Com visão bem diferente da AATR, Samanta contou que a instrução normativa começou a ser elaborada em 2017 para evitar que as empresas declarassem que os processos eram individuais, quando na verdade se tratava de regularização coletiva de povos tradicionais.
“Em parceria com a SDE e PGE, a CDA construiu essa IN, que hoje é um dos nossos nortes para mapear as comunidades tradicionais no estado. A gente sabe que elas existem, mas nem sempre sabemos a localização. A instrução normativa permite que possamos dar um suporte a regularização dessas comunidades, garante o direito dos povos tradicionais e posseiros individuais” – frisou.
Samanta reconheceu que as eólicas são uma política de governo de estado para regularizar as áreas onde as eólicas serão instaladas e que a IN serviu para atender os dois lados, empresas e comunidades. Ela criticou ainda a resistência das Comunidades de Fundo e Fecho de Pasto para assinatura dos contratos de concessão de direito real de uso, que seria a finalização do processo de regularização.
Sobre a divergência na definição do perímetro do quilombo de Morro Redondo, Samanta disse que quem determina os limites é a comunidade. E que se a medição do Incra foi refeita é porque alguém da comunidade apresentou ao engenheiro da CDA a metragem. No entanto, disse que a questão será resolvida com uma visita técnica.

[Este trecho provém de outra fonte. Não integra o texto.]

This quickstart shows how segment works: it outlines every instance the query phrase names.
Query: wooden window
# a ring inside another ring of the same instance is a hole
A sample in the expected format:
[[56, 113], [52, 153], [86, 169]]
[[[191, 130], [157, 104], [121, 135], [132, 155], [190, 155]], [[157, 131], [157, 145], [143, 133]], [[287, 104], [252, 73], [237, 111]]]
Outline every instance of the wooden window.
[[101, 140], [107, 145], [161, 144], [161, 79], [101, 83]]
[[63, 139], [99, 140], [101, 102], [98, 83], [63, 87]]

Já a promotora Luciana Khoury, titular de Paulo Afonso, considerou os problemas relatados como de muita gravidade. E os comparou ao caso de violência contra os moradores da coletividade de Fundo e Fecho de Destocado, em Santa Maria da Vitória, que não está relacionado a empresas de energia. No dia 14 passado, um grupo de 10 milicianos e grileiros invadiu o local, portando armas pesadas, expulsando moradores e ateando fogo nas casas.

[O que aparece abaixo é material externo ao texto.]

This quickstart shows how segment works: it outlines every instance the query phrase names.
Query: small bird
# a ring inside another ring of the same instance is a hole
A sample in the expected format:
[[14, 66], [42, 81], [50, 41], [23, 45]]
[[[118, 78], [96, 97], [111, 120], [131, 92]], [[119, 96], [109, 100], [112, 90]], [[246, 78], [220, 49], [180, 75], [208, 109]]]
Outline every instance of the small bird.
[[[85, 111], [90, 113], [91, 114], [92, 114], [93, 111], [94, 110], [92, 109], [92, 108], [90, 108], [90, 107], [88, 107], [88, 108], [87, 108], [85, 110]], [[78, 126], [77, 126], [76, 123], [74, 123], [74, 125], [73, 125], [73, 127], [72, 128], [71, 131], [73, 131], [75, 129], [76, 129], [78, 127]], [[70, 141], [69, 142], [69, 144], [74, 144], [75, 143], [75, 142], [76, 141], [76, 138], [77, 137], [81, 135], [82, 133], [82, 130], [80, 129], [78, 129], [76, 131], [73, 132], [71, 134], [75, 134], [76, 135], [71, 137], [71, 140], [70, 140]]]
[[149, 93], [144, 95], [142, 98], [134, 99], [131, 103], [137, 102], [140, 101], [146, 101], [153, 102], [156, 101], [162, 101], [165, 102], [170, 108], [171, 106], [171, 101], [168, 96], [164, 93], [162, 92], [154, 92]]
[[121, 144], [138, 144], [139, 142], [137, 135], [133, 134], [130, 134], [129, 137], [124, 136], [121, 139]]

“É preciso que contemos com os órgãos representados na mesa dessa audiência e as demais estruturas do estado para coibir este tipo de violência” – conclamou.
Sobre a questão da Voltália, em Euclides da Cunha e Canudos, a promotora disse que haverá uma audiência nesta sexta-feira para tentar chegar a um acordo com a empresa. Ela antecipou que o Ministério Público identificou problemas no licenciamento concedido pelo Inema e que se as partes envolvidas não reverem a questão, o MP entrará com uma media judicial para que novos estudos sejam feitos e a licença concedida perca a validade.
Representantes dos outros órgãos, elogiaram a iniciativa da formação, elaboração do dossiê e da audiência pública. O representante do Inema, Victor Fernando Silva Souza, permaneceu calado diante das críticas feitas ao órgão.
Os demais representantes das entidades e órgãos públicos foram Ronaldo Nascimento (Secretaria de Desenvolvimento Rural), João Melo (Defensoria Pública Estadual), Igor Cláudio Silva Miranda (Ministério Público Estadual), Diana Carla Miranda Carvalho (Ministério Público Federal) e Marcelino Galo (Frente Parlamentar Ambientalista).
A última etapa da audiência abriu espaço para a participação popular. Nesta etapa, foram citados outros problemas como a perda de direitos das mulheres; a falta de providências para evitar consequências sociais como as que ocorrem com os “filhos do vento”, crianças que são abandonadas pelos pais após as conclusões das obras, dentre outras.
Ao final do evento, a estudante Maria Eduarda Souza, do Colégio Estadual Professor Tancredo Neves, considerou o evento muito importante, apesar da ausência de alguns entes estaduais e federais.
“Mesmo que tenham faltado, eles terão conhecimento do que foi relatado aqui e terão que buscar uma solução para os impasses. Creio que pode haver dificuldades, mas muita coisa será resolvida” – disse a jovem quilombola, que se prepara para fazer Enem e entrar em uma faculdade de direito.